Kolumbien-aktuell No. 542 und Monatsbericht | November 2014

Liebe Leserinnen und Leser

Mitte November hat Präsident Santos den Unterbruch der Friedensverhandlungen bekannt gegeben. Und in der Schweiz zählen zurzeit alle Stimmen für die Nominierung von Glencore! Dabei geht es um den lebenslänglichen Schmähpreis Public Eye Life Time Award:

http://publiceye.ch/case/glencore/

Solidarische Grüsse aus der Redaktion!

I.              Artikel

Angst in Las Mercedes

Die Nachricht, dass in Kolumbien die Friedensverhandlungen auf Eis gelegt wurden, ging um die Welt. Genau auf das zweijährige Jubiläum des Dialogs hin kam die Krise. Auslöser war das Verschwinden des Brigadegenerals Rubén Darío Alzate Mora am 16. November durch die FARC. Die Spekulationen um die Ereignisse liessen nicht auf sich warten, und das Dorf Las Mercedes war auf einmal in aller Munde. Nicht nur im Guten.

(Von Regula Fahrländer)

http://www.askonline.ch/themen/friedensfoerderung/konfliktdynamik-und-bewaffnete-akteure/angst-in-las-mercedes/

 

Die Folgen der Goldinitiative aus menschenrechtlicher Perspektive

Seit die SVP-nahe Goldinitiative zur Rettung des Schweizer Goldes eingereicht wurde, ist viel über die Rolle und Unabhängigkeit der Schweizer Nationalbank und über die richtige Währungspolitik debattiert worden.
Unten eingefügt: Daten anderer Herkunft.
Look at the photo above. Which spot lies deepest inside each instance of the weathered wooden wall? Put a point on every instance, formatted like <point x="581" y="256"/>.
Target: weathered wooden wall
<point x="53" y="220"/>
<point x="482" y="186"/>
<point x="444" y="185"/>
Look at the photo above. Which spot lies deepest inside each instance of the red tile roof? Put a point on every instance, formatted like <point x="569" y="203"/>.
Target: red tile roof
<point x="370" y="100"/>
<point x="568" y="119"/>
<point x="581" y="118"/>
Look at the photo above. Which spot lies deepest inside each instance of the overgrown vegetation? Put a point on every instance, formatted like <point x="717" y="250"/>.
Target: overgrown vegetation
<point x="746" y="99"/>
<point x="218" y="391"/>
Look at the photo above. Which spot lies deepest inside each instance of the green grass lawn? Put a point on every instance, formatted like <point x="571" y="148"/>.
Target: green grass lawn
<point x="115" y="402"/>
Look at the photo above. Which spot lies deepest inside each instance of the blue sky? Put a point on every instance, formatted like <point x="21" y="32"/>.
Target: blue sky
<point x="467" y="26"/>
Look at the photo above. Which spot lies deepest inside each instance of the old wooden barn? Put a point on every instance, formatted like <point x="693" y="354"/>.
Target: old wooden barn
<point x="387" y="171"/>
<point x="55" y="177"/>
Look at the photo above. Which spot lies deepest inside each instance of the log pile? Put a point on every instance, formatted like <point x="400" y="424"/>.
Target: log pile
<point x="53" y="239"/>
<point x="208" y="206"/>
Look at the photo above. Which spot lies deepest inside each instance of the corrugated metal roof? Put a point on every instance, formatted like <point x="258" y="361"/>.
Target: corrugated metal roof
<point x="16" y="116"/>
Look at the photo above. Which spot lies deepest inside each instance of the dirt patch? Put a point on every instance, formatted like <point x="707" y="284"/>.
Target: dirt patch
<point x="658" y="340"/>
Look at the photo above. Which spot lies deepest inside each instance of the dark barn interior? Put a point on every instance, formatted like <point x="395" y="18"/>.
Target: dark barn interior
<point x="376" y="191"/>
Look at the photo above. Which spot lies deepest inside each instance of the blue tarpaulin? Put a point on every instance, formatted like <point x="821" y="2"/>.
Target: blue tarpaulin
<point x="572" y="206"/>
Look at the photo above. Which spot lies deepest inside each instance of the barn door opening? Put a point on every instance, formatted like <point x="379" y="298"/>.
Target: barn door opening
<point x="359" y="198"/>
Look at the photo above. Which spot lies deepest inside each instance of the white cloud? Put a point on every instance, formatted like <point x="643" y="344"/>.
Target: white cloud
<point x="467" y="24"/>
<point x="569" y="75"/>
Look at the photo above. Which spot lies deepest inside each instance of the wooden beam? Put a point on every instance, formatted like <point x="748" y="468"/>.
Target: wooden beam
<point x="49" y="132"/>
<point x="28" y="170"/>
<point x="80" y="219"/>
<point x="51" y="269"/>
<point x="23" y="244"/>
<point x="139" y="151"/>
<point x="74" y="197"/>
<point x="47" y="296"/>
Einige Kommentatoren und Politiker stellten immerhin fest, dass dies erneut zu einem starken Anstieg des Goldpreises führen und die Preisspekulationen angesichts der bekannten und fixen Nachfrage der Schweiz anheizen könnte. Niemand hat jedoch die Frage gestellt, woher dieses Gold kommen würde und was ein erhöhter Goldpreis in den Abbauregionen auslösen könnte.

(Von Stephan Suhner)

http://www.askonline.ch/themen/wirtschaft-und-menschenrechte/bergbau-und-rohstoffkonzerne/gold/goldinitiative-und-menschenrechte/

 

II.            Monatsbericht: Marias mühsamer Kampf für ein besseres Leben

Unzählige Frauen verlassen jeden Tag den südamerikanischen Kontinent auf der Suche nach einem besseren Leben. So auch viele Kolumbianerinnen. Oftmals zu spät müssen sie feststellen, dass ihre Situation in den vermeintlich paradiesischen Destinationen, wie etwa der Schweiz, nicht so idyllisch ist, wie erhofft. Wenn es dann weder Zurück noch Vorwärts gibt, bleibt als letzter Ausweg eine Existenz ohne Aufenthaltsbewilligung.

(Von Regula Erazo)

http://www.askonline.ch/publikationen/monatsberichte/marias-muehsamer-kampf-fuer-ein-besseres-leben/

 

III.           Apropos

Lebenslänglicher Schmähpreis soll an Glencore gehen – jede Stimme zählt!

Glencore ist wegen umweltschädigenden und menschenrechtsverletzenden Geschäftspraktiken für den Public Eye Award 2015 nominiert. In den Glencore-Minen rund um den Globus häufen sich Klagen über Umweltverschmutzung, zerstörte Lebensgrundlagen, gewerkschaftsfeindliche Praktiken und repressiven Umgang mit Kritikern!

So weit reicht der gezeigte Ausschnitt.